Bork Bretthauer, der Geschäftsführer des Verbandes Pro Generika, hofft, dass die Verabschiedung des »SPC Manufacturing Waiver« auf EU-Ebene im vergangenen Jahr etwas Abhilfe schafft. Diese Ausnahmeregelung, die Patente auf Medikamente länger schützt, mache die Arzneimittelproduktion in Deutschland und Europa rentabler. Aufgrund des bislang geltenden Rechts mussten alle Nachahmerpräparate wie Generika und Biosimilars außerhalb der EU produziert und dann nach Deutschland importiert werden.

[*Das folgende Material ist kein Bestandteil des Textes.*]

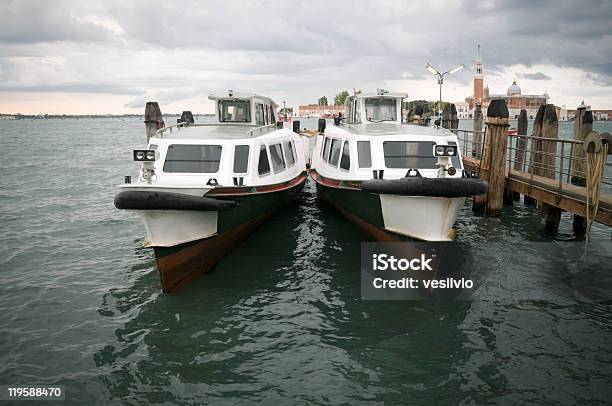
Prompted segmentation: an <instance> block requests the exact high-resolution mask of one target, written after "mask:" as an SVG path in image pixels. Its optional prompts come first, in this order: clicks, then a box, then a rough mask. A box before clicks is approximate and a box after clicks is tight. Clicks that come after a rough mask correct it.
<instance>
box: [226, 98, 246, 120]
mask: <svg viewBox="0 0 612 406" xmlns="http://www.w3.org/2000/svg"><path fill="white" fill-rule="evenodd" d="M219 121H220V122H223V123H226V122H234V123H249V122H250V121H251V102H249V101H248V100H221V101H219Z"/></svg>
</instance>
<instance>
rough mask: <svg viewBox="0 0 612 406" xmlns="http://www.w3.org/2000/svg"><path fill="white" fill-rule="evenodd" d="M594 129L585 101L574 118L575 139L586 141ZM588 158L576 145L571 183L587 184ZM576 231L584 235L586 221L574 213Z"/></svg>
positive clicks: (578, 183)
mask: <svg viewBox="0 0 612 406" xmlns="http://www.w3.org/2000/svg"><path fill="white" fill-rule="evenodd" d="M591 131H593V113H592V112H591V111H590V110H588V109H587V106H585V105H584V102H583V103H582V104H581V105H580V106H578V109H577V110H576V117H575V118H574V136H573V139H574V141H584V139H585V138H586V136H587V135H589V134H590V133H591ZM584 158H586V154H585V153H584V150H583V149H582V148H581V147H580V145H574V148H573V149H572V160H571V162H570V165H571V168H572V172H571V183H572V184H573V185H577V186H586V178H585V177H584V176H585V173H586V162H585V161H582V159H584ZM572 228H573V230H574V233H576V234H579V235H582V234H584V233H585V232H586V221H585V219H584V217H582V216H580V215H578V214H574V222H573V226H572Z"/></svg>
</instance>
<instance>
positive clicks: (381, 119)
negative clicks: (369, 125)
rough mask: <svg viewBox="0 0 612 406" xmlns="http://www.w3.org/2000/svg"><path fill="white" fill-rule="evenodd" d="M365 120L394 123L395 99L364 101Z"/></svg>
mask: <svg viewBox="0 0 612 406" xmlns="http://www.w3.org/2000/svg"><path fill="white" fill-rule="evenodd" d="M365 107H366V119H367V120H368V121H373V122H381V121H396V120H397V103H396V101H395V99H391V98H384V97H375V98H370V99H366V101H365Z"/></svg>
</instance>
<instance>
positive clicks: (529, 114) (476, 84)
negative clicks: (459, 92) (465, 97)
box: [465, 45, 549, 119]
mask: <svg viewBox="0 0 612 406" xmlns="http://www.w3.org/2000/svg"><path fill="white" fill-rule="evenodd" d="M474 71H475V72H474V94H473V95H472V96H469V97H466V98H465V102H466V103H468V105H469V108H470V116H471V115H472V114H473V111H474V108H475V107H476V105H477V104H480V105H481V106H482V112H483V114H484V115H486V114H487V107H489V103H491V100H498V99H502V100H505V101H506V103H507V104H508V113H509V115H510V118H518V115H519V113H520V112H521V110H522V109H525V110H527V117H528V118H530V119H533V118H535V116H536V113H537V112H538V109H539V108H540V106H541V105H542V104H547V103H548V99H549V96H548V94H547V93H544V94H523V93H522V91H521V88H520V87H519V86H518V85H517V84H516V79H515V80H514V81H513V82H512V84H511V85H510V87H508V89H507V90H506V93H505V94H490V93H489V86H488V85H484V73H483V65H482V61H481V60H480V45H478V52H477V54H476V60H475V61H474ZM483 85H484V88H483Z"/></svg>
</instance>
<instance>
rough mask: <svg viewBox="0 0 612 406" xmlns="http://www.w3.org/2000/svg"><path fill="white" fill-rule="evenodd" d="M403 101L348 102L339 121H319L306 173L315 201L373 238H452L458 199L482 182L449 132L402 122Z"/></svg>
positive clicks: (454, 233)
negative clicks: (346, 220)
mask: <svg viewBox="0 0 612 406" xmlns="http://www.w3.org/2000/svg"><path fill="white" fill-rule="evenodd" d="M406 96H407V95H405V94H400V93H388V92H386V91H382V90H379V91H378V92H377V93H374V94H357V95H354V96H350V97H348V98H347V100H346V102H345V111H346V116H345V117H344V119H343V120H336V121H335V125H333V126H329V127H327V128H325V126H324V124H325V123H324V122H320V125H319V127H320V128H319V134H318V135H317V138H316V144H315V147H314V151H313V154H312V158H311V170H310V175H311V177H312V178H313V179H314V180H315V182H316V185H317V193H318V195H319V196H320V197H321V198H323V199H324V200H326V201H327V202H329V203H330V204H332V205H333V206H335V207H336V208H337V209H338V210H339V211H340V212H341V213H342V214H343V215H344V216H345V217H347V218H348V219H349V220H351V221H353V222H354V223H356V224H357V225H358V226H359V227H361V228H362V229H363V230H364V231H365V232H367V233H368V234H370V236H371V237H373V238H374V239H376V240H380V241H395V240H398V239H399V240H401V239H404V238H408V239H418V240H426V241H447V240H452V239H453V238H454V235H455V231H454V228H453V226H454V224H455V221H456V220H457V217H458V215H459V212H460V210H461V208H462V207H463V204H464V202H465V199H466V197H468V196H474V195H478V194H482V193H484V192H486V188H487V184H486V183H485V182H483V181H481V180H480V179H477V178H473V177H470V175H468V174H467V173H466V172H465V171H464V169H463V163H462V160H461V151H460V150H459V143H458V140H457V136H456V135H455V134H453V133H452V132H450V131H448V130H446V129H443V128H438V127H424V126H418V125H412V124H405V123H402V115H401V110H402V100H403V99H404V98H405V97H406Z"/></svg>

Bislang gibt es noch keine nachgewiesenen gesundheitlichen Schäden oder Todesfälle durch die Verknappung. Ein Lieferengpass bei Arzneimitteln führe nicht »zwangsläufig zu einem medizinisch relevanten Versorgungsengpass«, sagt Nauber für das Gesundheitsministerium. Apotheker Friedrich ist skeptischer: »Wenn bestimmte Psychopharmaka gegen Depression fehlen und gut eingestellte Patienten auf andere Präparate umgestellt werden müssen, kann das sehr konkret zum Ansteigen der Suizidrate führen. Suizidgründe sind aber selten monokausal.«
 

* Der vollständige Name ist der Redaktion ­bekannt.